The organization was comprised mainly of party insiders, caucus and staff. Its leadership met regularly in Ottawa and its founder and leader was Halifax MP Peter Stoffer, first elected in the 1997 Atlantic breakthrough. Dominic Cardy was the NDProgress spokesperson. The organization modeled their project on what Blair had done with the UK Labour Party. However, NDProgress deliberately avoided open talk of the Third Way.
Other supporters included Saskatchewan NDP cabinet minister Chris Axworthy. Les Campbell was another prominent supporter. A senior advisor to Gary Doer (elected Manitoba’s NDP Premier in 1999) and McDonough’s predecessor, Audrey McLaughlin. Campbell had connections with Tony Blair himself.
The 2001 convention
At the convention, their proposals to sever the party from labour and the provincial parties flopped. However, with support from McDonough and even NPI supporters, NDProgress succeeded in winning “one member, one vote” for leadership elections. NDProgress believed this would weaken both unions and the left within the party.
By contrast, the NPI’s radical resolution was defeated by almost two-thirds of delegates. Labour support included delegations from CAW, the Canadian Union of Postal Workers, the Canadian Union of Public Employees and the Public Service Alliance of Canada.
NDProgress formally dissolved itself after the convention and McDonough resigned as party leader only a few months later. A leadership race was underway and within a few weeks of McDonough’s retirement, Robinson and Davies had endorsed the candidacy of Jack Layton. The NPI’s grand post-convention plans of ongoing organization sputtered and died. Layton spoke at the NPI’s final event in early 2004.
Conclusion
McDonough began and ended her time as federal NDP leader presiding over the defeat of a left challenge. McDonough’s record with the Third Way was not one of resistance or subversion, but of alliance and collaboration with the steady rightward march of the party. Rather than mend ties with organized labour, she made an open turn to the business class. When both right and left sought to dissolve the party, concessions were made to the right.
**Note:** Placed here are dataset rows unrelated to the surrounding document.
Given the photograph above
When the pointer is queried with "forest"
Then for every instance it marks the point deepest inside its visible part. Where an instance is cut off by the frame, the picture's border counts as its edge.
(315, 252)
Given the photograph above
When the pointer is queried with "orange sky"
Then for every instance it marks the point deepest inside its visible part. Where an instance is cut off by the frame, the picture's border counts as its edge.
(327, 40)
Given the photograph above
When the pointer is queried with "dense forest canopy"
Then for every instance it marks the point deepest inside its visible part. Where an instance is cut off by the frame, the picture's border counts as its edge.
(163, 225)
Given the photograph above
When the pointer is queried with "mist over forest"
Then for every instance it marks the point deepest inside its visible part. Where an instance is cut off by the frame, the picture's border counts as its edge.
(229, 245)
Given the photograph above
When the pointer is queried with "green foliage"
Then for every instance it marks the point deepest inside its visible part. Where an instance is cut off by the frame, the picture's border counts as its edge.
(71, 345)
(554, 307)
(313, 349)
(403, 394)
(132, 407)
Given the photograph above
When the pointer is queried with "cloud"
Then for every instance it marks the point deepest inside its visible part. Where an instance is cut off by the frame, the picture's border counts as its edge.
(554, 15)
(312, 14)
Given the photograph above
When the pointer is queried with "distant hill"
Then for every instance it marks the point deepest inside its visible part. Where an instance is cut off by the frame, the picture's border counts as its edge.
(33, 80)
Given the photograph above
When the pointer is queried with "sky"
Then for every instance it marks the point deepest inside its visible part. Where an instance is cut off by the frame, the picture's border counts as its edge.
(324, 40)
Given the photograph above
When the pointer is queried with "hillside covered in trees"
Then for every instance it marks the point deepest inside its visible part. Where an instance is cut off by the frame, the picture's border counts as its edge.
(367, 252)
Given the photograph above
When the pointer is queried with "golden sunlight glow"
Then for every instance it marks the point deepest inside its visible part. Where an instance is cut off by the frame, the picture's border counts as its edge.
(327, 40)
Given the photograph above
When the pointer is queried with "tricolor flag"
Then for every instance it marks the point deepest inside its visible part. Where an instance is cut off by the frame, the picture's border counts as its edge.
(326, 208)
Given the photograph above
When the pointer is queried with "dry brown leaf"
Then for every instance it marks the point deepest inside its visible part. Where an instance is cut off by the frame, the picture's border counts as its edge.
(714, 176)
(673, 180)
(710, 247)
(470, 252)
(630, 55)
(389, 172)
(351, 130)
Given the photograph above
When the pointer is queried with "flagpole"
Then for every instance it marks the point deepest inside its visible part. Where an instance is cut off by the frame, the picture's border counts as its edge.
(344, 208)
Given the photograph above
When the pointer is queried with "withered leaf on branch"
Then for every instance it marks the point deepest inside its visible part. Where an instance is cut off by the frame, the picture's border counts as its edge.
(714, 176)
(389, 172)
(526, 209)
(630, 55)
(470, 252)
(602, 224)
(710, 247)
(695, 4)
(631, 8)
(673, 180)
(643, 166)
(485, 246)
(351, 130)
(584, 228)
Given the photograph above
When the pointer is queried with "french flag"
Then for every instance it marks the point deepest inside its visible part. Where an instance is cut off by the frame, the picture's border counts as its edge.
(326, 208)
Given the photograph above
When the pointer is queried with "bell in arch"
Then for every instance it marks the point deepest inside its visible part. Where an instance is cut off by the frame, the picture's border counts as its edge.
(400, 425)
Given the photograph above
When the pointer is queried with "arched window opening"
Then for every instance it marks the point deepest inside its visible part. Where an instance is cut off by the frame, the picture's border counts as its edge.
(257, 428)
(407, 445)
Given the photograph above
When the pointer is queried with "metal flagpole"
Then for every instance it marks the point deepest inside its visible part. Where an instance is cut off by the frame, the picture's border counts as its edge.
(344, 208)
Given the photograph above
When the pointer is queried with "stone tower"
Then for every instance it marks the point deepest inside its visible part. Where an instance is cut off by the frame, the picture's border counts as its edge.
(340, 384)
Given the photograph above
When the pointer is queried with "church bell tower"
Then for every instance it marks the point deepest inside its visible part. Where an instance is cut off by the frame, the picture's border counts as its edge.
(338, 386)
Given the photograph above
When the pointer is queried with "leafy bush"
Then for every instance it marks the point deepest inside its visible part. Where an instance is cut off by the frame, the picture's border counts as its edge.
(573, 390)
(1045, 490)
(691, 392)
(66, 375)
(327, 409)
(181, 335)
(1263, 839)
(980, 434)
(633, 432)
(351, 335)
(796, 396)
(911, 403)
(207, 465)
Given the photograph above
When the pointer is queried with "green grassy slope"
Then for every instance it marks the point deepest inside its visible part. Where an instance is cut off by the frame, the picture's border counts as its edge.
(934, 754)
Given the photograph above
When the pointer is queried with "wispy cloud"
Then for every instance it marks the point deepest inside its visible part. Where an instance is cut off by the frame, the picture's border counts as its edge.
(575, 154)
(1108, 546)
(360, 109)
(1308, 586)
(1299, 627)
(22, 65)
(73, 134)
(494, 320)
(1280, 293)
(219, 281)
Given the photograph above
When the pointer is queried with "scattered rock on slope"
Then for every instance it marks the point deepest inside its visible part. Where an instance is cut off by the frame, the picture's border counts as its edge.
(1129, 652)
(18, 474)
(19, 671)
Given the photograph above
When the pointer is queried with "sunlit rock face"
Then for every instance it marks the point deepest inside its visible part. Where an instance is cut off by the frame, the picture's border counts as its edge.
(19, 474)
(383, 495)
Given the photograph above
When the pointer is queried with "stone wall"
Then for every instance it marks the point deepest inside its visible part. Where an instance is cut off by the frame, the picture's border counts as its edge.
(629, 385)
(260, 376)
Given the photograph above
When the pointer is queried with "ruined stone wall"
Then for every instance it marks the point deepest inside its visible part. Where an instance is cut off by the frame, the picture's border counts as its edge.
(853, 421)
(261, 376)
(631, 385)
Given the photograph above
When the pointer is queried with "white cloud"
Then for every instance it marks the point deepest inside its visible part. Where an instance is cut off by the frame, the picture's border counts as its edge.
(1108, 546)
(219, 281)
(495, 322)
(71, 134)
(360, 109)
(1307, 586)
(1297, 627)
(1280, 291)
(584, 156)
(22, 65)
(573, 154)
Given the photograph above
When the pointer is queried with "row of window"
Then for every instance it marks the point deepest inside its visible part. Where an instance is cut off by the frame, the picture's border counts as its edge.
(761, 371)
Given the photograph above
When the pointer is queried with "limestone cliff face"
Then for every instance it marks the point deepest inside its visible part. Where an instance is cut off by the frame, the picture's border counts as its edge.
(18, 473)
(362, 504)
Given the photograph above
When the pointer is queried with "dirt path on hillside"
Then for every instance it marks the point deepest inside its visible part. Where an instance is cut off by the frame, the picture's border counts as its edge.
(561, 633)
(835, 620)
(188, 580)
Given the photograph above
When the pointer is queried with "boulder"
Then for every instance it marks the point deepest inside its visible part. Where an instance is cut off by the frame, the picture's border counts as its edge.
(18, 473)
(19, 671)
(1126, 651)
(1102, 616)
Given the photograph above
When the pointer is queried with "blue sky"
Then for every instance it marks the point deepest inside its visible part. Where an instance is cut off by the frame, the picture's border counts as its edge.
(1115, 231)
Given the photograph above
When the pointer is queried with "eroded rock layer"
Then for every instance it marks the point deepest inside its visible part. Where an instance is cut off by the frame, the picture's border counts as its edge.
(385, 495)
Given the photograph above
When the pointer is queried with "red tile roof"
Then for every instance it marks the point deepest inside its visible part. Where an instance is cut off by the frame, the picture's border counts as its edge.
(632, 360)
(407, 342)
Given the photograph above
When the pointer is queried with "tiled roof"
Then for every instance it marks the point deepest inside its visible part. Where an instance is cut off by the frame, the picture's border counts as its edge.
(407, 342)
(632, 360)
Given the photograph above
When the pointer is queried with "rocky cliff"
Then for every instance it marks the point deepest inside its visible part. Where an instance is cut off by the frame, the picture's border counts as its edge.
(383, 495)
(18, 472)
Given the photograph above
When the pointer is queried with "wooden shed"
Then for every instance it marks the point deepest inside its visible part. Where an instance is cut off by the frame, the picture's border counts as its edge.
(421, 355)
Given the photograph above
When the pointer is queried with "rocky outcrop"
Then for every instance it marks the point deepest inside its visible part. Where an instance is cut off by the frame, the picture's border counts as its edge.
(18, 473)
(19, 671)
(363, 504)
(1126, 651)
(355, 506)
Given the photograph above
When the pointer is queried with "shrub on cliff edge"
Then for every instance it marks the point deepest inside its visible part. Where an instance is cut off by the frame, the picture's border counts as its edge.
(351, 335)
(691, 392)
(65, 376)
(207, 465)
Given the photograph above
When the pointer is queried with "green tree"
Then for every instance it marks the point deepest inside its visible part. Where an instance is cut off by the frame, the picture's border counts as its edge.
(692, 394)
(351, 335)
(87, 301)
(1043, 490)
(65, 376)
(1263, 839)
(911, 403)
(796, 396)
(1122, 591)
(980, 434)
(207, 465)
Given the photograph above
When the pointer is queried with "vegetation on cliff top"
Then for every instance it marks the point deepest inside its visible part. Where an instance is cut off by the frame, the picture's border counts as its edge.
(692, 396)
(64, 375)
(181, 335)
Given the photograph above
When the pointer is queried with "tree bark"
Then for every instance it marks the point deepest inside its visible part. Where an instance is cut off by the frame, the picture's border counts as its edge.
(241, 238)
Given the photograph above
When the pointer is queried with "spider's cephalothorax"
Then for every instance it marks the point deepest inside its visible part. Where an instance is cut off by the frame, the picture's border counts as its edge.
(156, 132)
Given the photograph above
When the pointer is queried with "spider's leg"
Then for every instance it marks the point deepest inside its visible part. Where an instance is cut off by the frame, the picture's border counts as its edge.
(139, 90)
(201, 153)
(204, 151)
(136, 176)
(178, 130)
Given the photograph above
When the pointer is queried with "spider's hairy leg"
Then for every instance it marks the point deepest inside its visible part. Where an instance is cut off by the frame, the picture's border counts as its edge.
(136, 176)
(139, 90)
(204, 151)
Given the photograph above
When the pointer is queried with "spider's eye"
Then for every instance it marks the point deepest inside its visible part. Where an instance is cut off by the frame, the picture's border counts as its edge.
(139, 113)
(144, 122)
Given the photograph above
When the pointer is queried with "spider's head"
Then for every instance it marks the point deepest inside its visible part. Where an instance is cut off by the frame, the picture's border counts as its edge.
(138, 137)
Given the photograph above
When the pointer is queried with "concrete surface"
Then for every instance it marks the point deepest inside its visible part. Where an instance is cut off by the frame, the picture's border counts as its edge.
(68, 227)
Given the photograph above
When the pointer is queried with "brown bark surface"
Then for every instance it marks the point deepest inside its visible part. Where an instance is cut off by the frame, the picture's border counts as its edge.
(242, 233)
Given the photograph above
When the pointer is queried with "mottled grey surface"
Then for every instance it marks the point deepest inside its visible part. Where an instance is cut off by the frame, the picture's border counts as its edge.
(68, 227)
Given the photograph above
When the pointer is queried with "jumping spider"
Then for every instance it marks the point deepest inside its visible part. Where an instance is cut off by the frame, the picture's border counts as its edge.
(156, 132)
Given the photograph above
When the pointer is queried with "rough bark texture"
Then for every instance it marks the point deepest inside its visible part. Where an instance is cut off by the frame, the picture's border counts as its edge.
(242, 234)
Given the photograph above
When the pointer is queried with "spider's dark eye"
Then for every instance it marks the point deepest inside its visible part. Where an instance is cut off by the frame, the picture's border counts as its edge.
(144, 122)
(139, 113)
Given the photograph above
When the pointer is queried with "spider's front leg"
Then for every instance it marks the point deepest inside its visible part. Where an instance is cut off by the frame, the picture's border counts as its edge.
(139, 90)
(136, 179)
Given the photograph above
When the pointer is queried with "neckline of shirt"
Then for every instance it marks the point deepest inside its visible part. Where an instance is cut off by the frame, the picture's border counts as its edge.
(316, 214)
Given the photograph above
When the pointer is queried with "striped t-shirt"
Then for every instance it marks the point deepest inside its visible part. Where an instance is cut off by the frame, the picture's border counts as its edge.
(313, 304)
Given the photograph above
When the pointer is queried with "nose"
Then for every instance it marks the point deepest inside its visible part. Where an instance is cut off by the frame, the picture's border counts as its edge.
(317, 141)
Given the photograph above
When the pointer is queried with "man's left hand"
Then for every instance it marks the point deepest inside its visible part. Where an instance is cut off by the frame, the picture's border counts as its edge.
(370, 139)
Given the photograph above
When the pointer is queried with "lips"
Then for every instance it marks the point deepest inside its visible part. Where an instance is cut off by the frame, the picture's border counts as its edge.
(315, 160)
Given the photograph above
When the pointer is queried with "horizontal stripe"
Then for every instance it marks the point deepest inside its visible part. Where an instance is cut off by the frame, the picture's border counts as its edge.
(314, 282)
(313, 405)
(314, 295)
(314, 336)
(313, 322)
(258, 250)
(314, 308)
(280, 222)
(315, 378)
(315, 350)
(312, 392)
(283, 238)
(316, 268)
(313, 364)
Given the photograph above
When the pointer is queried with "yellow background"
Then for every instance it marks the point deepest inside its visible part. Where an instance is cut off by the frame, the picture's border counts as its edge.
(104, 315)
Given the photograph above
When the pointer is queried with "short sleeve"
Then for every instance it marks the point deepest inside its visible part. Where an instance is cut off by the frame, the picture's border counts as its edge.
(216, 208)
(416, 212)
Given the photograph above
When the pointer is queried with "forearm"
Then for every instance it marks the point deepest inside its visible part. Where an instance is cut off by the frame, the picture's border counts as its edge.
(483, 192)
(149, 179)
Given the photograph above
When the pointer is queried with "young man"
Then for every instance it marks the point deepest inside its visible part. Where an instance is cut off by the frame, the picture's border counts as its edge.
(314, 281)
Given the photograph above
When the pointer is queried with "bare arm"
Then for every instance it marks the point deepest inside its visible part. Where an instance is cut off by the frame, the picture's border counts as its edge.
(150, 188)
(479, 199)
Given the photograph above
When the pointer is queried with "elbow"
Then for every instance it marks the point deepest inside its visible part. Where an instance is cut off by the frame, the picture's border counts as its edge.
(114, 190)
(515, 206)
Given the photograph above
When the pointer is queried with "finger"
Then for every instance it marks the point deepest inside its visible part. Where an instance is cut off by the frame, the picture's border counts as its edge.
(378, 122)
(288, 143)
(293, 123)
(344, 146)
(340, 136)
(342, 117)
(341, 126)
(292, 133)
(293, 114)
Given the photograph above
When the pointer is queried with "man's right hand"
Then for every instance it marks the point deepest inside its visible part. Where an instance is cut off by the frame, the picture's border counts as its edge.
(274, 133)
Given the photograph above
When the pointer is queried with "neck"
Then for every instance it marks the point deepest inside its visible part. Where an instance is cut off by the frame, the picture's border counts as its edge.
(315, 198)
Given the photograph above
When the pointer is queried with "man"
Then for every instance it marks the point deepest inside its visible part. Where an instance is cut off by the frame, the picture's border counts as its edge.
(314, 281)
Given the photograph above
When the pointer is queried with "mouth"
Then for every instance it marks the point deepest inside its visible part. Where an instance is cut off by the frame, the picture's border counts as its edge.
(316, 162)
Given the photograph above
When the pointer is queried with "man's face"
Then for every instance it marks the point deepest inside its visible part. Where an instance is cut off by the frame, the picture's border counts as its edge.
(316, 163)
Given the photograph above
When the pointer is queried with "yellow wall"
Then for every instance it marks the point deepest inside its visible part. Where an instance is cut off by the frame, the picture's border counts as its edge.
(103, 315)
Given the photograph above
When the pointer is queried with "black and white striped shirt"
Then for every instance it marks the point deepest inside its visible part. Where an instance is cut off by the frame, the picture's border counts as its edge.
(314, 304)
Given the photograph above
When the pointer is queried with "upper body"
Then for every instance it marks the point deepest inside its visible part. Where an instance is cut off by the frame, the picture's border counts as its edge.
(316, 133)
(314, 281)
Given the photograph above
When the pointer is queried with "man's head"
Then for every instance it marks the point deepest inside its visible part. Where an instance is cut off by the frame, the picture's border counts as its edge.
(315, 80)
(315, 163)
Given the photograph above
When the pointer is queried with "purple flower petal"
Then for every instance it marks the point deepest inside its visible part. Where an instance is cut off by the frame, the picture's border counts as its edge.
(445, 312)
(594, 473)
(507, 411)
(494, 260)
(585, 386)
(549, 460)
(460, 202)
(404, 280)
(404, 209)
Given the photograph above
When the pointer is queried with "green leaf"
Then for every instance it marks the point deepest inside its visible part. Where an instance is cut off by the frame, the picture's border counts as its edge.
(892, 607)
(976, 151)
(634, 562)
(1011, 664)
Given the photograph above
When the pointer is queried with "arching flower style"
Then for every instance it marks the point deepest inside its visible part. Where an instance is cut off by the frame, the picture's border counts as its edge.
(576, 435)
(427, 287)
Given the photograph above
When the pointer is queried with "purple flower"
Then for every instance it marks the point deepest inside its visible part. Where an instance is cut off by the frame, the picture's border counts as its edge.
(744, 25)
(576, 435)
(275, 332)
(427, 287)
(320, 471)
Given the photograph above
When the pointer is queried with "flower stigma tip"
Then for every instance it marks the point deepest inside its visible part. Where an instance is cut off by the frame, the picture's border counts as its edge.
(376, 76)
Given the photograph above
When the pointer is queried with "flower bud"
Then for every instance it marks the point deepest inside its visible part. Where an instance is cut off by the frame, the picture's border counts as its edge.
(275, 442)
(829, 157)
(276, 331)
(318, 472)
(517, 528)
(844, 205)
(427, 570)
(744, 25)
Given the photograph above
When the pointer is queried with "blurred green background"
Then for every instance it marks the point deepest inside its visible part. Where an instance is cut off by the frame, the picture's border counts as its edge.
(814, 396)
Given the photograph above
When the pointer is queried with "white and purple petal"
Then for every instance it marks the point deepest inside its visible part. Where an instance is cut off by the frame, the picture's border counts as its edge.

After a decade of disaster, the NDP remained in the firm control of a party establishment which had made peace with permanent austerity and the Third Way. All that was needed was a new leader to declare it morning again in the party.
Doug Nesbitt is the editor and co-founder of the labour news and analysis website Rankandfile.ca. He is currently writing a book for Fernwood Publishing on organized labour, Mike Harris and the Common Sense Revolution in Ontario. Doug lives in Kingston.